Respondent [Sarratt] did not have sufficient funds in his trust account to refund monies to these clients.  The attorney to protect clients’ interests spoke with respondent about these claims and respondent acknowledged that the clients were due refunds because he had not earned all of the monies paid to him at the time of his interim suspension.  Respondent has now reimbursed all clients who were owed the return of unearned legal fees at the time of his interim suspension.

It strikes me as obvious that Sarratt wouldn’t have sufficient funds in his trust account to reimburse these clients because he never deposited these funds into his trust account.  Further, if it was proper for him to deposit these flat fees into his personal account, it might have been an ethical violation for him to deposit these funds into his trust account.  Just last month, in In re Bentley, 393 S.C. 618, 714 S.E.2d 279 (2011), the Supreme Court disciplined an attorney, in part, for commingling personal funds in her trust account, which the Supreme Court has repeatedly indicated is a violation of Rule 1.15 of the South Carolina Rules of Professional Conduct.
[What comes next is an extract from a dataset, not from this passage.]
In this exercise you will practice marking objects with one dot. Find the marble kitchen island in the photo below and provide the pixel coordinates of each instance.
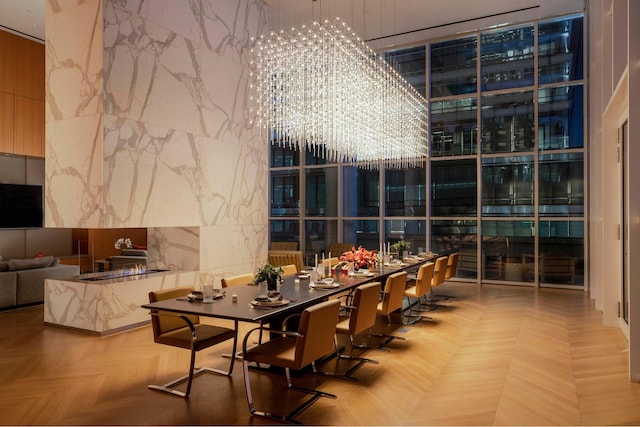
(106, 303)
If Sarratt’s flat fees were to be treated as earned upon being retained (subject to being refunded if he didn’t complete the work), the Supreme Court’s decision to reprimand him appears unjust.  After all, he refunded his unearned fees to his clients’ satisfaction.  If Sarratt’s flat fees were not earned upon being retained, the Supreme Court–for the second time within the past few months–declined to specifically proclaim this.  Instead, as in In the Matter of J. Cameron Halford, 392 S.C. 66, 708 S.E.2d 740 (2011), the Supreme Court imposed discipline on an attorney for depositing a flat fee into a personal account because the attorney stipulated that doing so was a violation of the Rules of Professional Conduct.
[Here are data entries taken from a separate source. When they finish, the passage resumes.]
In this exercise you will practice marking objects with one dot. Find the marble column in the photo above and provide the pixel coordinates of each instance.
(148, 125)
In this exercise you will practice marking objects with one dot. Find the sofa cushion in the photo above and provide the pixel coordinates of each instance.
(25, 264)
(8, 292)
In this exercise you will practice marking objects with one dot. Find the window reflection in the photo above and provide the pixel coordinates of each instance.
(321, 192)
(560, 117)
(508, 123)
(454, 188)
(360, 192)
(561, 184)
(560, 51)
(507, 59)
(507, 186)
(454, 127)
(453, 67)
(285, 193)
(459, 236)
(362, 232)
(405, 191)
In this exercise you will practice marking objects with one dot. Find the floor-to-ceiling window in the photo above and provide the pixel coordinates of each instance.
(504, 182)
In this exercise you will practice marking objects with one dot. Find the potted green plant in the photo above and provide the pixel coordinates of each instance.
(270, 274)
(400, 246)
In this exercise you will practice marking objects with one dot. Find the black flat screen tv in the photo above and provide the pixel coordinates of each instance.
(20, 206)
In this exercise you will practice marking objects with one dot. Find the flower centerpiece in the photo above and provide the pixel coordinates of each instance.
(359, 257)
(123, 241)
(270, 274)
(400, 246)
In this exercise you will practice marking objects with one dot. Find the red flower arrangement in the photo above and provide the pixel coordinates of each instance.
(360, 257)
In both Sarratt and Halford, the Supreme Court imposed discipline for the handling of flat fees while declining “to set forth a categorical rule addressing flat fees.”  It’s almost as though the ODC and our Supreme Court are setting a trap for attorneys who are too readily stipulating to misconduct that the Supreme Court is unwilling to state is misconduct.  Perhaps it’s going to take some “ballsy” attorney to tell the ODC and the Supreme Court that depositing flat fees into the personal account is proper before the Supreme Court is actually forced to set forth rules addressing flat fees.

3 thoughts on More mixed signals from South Carolina Supreme Court on handling flat fees

  1. MJ Goodwin says:

    If the representation agreement specifies that the flat fee is earned upon being retained, doesn’t that solve this issue?

    1. Not if the Supreme Court believes otherwise. However the Supreme Court is refusing to specify what it believes.

  2. Van says:

    Well Gregory what are you waiting for? I think you qualify as “ballsy” and that is a compliment.